MTV’s Video Music Awards killed the alternative star

Did the 2014 VMAs mark the end of diversity in music genres?

Daniel D'Auria

Green Day kicks off their US tour in 2010 at Susquehanna Bank Center in Camden, New Jersey.

Casey Metcalf, Staff Writer

Green Day, Ludacris, and 50 Cent. The Killers, Shakira and My Chemical Romance. What do all of these bands have in common? They all performed during the 2005 MTV Video Music Awards just nine years ago.

Try this list on for size: Ariana Grande, Nicki Minaj, Iggy Azalea, Usher, Beyonce and Taylor Swift. So what’s the difference? I am going to bring up a word you’ve heard beaten to death – diversity. For the most part, this is only one genre. Before you say it – yes, I understand that award shows are meant to showcase mainly what people are listening to right now. The artists shown are supposed to be the focal point of pop culture, featuring musicians that are relevant. I understand this completely, and this shouldn’t be any other way. I would agree that a VMA show featuring people no one has ever heard of would be pretty boring, and even worse for ratings than “Teen Mom” is.

But the idea that not only the live performances, but the nominations are completely dominated by this one singular genre of music is crazy. Only nine years ago there was a melting pot of different genres and music styles. Green Day performed before Shakira, Paramore performed after Usher. Now the performances are clouded by a never-ending haze of people posing as musicians rapping about nothing, proving that profanities do in fact rhyme with other profanities (and sexual innuendos too).

Take a look at Nicki Minaj, who performed not once, but twice at the VMAs this year. She took the stage the first time with her song, “Anaconda,” which I could quite possibly write an entire article about on its own. I would write some of the lyrics to give you context if you have not heard the song, but upon reading them I could not find more than two lines that didn’t say something that couldn’t double as pornography. But this rap song masquerading as music was one of the most talked about points of the show, while Minaj stood on stage gyrating and murdering everything good that once was about the music world with every twerk.

I would be totally fine with this if there were something else going on with the performances. Any of the performances. Just give us one outlier (not including Taylor Swift, please) that is not like the rest of them. If they would have thrown in just one performance by Arctic Monkeys, I would have been more than satisfied. Well, maybe not totally satisfied. Because shockingly enough, the biggest outrage of the 2014 Video Music Awards was not the performances. It was the Rock Video of the Year category.

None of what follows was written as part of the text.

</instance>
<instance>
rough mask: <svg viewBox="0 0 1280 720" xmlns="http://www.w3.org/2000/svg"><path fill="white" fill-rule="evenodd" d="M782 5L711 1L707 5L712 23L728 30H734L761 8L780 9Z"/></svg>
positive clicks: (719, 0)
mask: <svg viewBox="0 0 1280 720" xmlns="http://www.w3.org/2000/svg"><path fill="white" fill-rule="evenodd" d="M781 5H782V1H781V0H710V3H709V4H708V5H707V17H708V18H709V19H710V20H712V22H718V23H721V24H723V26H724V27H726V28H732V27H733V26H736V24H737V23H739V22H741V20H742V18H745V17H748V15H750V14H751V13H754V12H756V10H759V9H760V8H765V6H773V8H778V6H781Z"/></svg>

In past years, legends have been nominated for this prestigious award. In 2006 there was Green Day, Panic! At The Disco, Red Hot Chili Peppers and the winner of the group was AFI with “Miss Murder”. Even in 2008, the nominees included Fall Out Boy, Paramore, Slipknot and Foo Fighters. This year, however, is where it all went wrong. There wasn’t an awful selection as far as nominations go, including Arctic Monkeys, Imagine Dragons, Linkin Park and The Black Keys. There was one more nominee, however, the one who would go on to win the category that made the mix awry.

Are you ready? Have you prepared yourself?

Lorde, with her song “Royals,” won the award for best rock video.

Let it be known that I do not have much against Lorde. I mean, the girl is only 17 years old and she has already dominated the pop radio stations, topping the charts with both “Royals” and “Team.” She is clearly some kind of marketing genius (though I do not understand her dance moves). However, to say that her music even comes close to qualifying as rock or alternative or anything relating even distantly to those two words is completely insane. The fact that she was nominated would have been enough for me to be angry, but the fact that she won over Arctic Monkeys and Linkin Park is an outrage. I honestly think that this win has single-handedly displayed the end of rock music as a whole.

So what can we do about it? It’s simple. Change how we look at music. Celebrate diversity in your Spotify playlists. Try new things, if you like it, great. If not, it’s not like you wasted a tremendous amount of time listening to a short song. If we collectively expand our horizons and try new things involving all different types of music, we can carry on the legacy of all the genres we love. Soon there won’t be any genres at all, just one big collective blob of techno-esque beats with an overlay reminiscent of a fifth grader who just learned what swear words are. So stop the genocide of genres, and try new things today. Maybe if enough of us think to challenge what we hear on the radio and think for ourselves in deciding what we like to listen to, maybe we will get back to Green Day alongside Shakira, instead of Nicki Minaj and some other pop star exactly like her.